GILROY
– Superintendent Edwin Diaz will likely use a first quarter
academic audit of Brownell Academy Middle School to request that
the improving school be removed from state sanctions.
By Lori Stuenkel
GILROY – Superintendent Edwin Diaz will likely use a first quarter academic audit of Brownell Academy Middle School to request that the improving school be removed from state sanctions.
Based on both Brownell’s high performance on the state audit and its overall long-term improvement, Diaz said the accountability measure is flawed and unfair.
“I do agree that as we put together the (corrective action) plan … the process was helpful,” Diaz said. “At the same time, I think that the (accountability) process probably ended up with a school that it wasn’t intended to end up with.”
Brownell, which received an Academic Performance Index score of 685 from the state this fall, was placed under sanctions last year after failing to improve standardized test scores two years in a row. As a participant in a state program that intervenes in low-performing schools, it must undergo intervention and monitoring until it improves its API for two consecutive years.
This is the first review of the school since it received a list of 73 corrective actions to complete this year, based on an evaluation conducted in April.
Diaz said he will likely petition the state to grant the school an early release from the intervention program after the 2003 similar schools ranking is released in February. There is already some discussion at the state level about changing the accountability program, he said.
“I figure that, while they’re having these discussions and they’re debating the future of this process, that I’ll throw in my two cents,” Diaz said.
Wendy Harris, assistant superintendent in the California Department of Education, said there is little chance for schools to exit sanctions ahead of schedule.
“The criterion for succeeding is, in the end, growth in the API. The way that the school exits the accountability program is by making significant growth in its schoolwide API for two consecutive years,” Harris said. “That’s what the statute says, that’s what people signed up for …”
Looking at student performance over time, which Diaz says is a more accurate way to measure school performance, Brownell has exceeded overall improvement requirements set by the state for the four years that schools have received an API.
Brownell is 15 points away from qualifying to apply for the prestigious Distinguished Schools award. Based on this year’s 43-point API improvement – which was achieved before the state intervention process began – Brownell could easily gain 15 points next year.

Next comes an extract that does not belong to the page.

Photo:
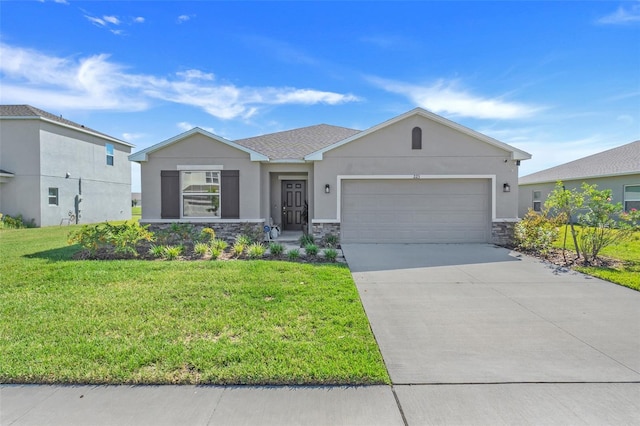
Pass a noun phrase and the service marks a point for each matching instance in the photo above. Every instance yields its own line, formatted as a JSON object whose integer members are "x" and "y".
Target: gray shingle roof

Students take standardized tests in the spring that are used to calculate API growth in October.
Also, when Brownell’s student performance is compared to similar schools, it ranks in the 70th percentile.
Diaz would like to see the state monitor performance over a longer period of time.
“Just the nature of improving student performance and the nature of how student performance occurs, you’re going to get some spikes and you’re going to get some valleys,” Diaz said. “It’s hard for us to draw conclusions from any type of trend without three years of data.”
Since many of the corrective actions reflect what is already being implemented districtwide, the sanctions are twice as unnecessary, Diaz said.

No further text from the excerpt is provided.